A dozen individuals and three retail stores were indicted for tax fraud this week following charges for a “ten-percenting” scheme that enabled lottery winners to commit tax evasion without easy detection.
As reported by MassLive, the 12 individuals were indicted by a statewide grand jury and the charges were announced by the office of Attorney General Maura Healey.
Two elderly people were charged with false statements under penalty of perjury, conspiracy to evade taxes, attempting to impede or obstruct the administration of Massachusetts tax laws and money laundering.
Seven other individuals and three retail shops were charged with conspiracy to evade taxes, whilst another man was charged with tax evasion.
‘Ten-percenting’ relates to the act of buying winning lottery tickets from their owners for a 10-20% discount, thereby allowing the original winners to avoid declaring the winnings on their tax returns.

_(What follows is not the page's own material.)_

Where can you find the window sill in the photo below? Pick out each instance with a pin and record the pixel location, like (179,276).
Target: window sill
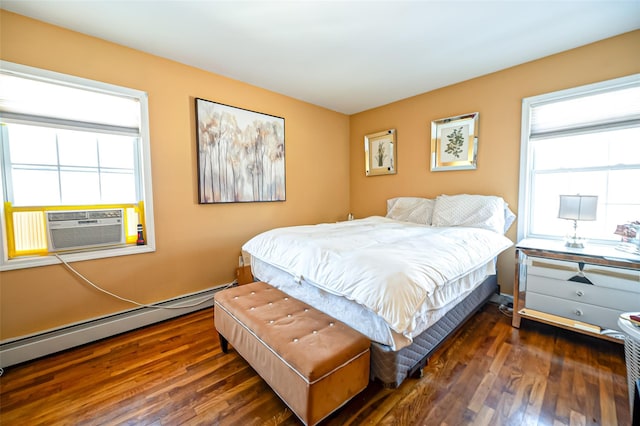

Back in August, a family was arrested in Massachusetts “on one count of conspiracy to defraud the Internal Revenue Service, one count of conspiracy to commit money laundering and multiple counts of filing false tax returns.”
The Attorney-General’s office reported the family claimed nearly $21m in winning lottery tickets from over 13,000 tickets between 2011 and 2019 through the ten-percenting scheme.
The indicted individuals are waiting to be arraigned at Suffolk Superior Court, with a date not yet set.